Mayor Jonathan Oldham of Harvey Cedars said the borough clerk had been informed of the COVID-19 cluster on Thursday by the director of the Long Beach Island Health Department, a regional health office that operates independently of the Ocean County Health Department.
Oldham said the lifeguards, including a dozen each from Harvey Cedars and Surf City, were being quarantined and would not be back on the job until authorized by doctors. Oldham said he did not know the date or location where the guards may have contracted the potentially deadly virus.
“I just heard that they were together, exactly where they were or what it was, I’m not sure, but I’m under the understanding that they were together at an event,” Oldham said in a phone interview late Friday afternoon.
LBI Health Department Director Daniel Krupinski did not immediately respond to requests for comment on Friday.
But Krupinski was quoted by Philadelphia public radio station WHYY on Friday as saying the island health department had received “reports of COVID-19 activity among Surf City lifeguards on Saturday, July 18 and Harvey Cedars lifeguards on Sunday, July 19,” after the guards had been together at a pair of “social gatherings” on July 12 and 14, though he did not say where.
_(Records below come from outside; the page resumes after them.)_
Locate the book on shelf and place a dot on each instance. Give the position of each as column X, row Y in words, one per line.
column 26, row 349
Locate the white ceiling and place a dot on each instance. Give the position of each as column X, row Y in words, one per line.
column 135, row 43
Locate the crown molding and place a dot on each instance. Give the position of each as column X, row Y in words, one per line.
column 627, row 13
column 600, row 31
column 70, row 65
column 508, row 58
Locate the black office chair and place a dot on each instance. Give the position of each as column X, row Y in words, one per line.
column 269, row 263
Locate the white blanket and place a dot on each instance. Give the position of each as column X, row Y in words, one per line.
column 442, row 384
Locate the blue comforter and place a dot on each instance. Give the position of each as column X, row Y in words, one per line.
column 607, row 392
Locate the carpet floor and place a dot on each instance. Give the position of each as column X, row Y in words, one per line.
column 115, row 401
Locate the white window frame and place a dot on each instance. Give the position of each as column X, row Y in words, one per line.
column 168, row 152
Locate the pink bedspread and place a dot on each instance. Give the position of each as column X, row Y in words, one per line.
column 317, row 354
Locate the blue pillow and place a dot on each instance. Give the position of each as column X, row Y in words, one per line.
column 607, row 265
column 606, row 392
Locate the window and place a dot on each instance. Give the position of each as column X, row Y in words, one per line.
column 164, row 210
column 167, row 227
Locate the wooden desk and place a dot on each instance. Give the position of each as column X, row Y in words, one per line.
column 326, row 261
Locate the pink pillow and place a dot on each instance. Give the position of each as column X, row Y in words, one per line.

Surf City Borough Councilman Peter Hartney said he and other borough officials had also been alerted to the cluster. Hartney said the fact that so many lifeguards at one time had tested positive for the disease was not of particular concern. Rather, Hartney said, “My concern is just the general outbreak of the virus.”
The state’s death toll climbed by 36 on Friday, to a total of 15,765, with the total number of cases rising to 178,345 since the outbreak began in March.
Shore communities that depend on their beaches to anchor the critical summer tourist season say they’ve had trouble recruiting and retaining lifeguards in recent years.
Hartney said he had no idea how the cluster would impact staffing levels or beach openings in Surf City. In Harvey Cedars, Oldham said the borough’s lifeguard captain, Randy Townsend, had assured him that “all of our beaches are fully staffed.”
But Oldham shared Hartney’s concern about the spread of the virus on the narrow barrier island, and urged people not to let their guard down.
“Keep a safe distance and wear a mask,” the mayor said.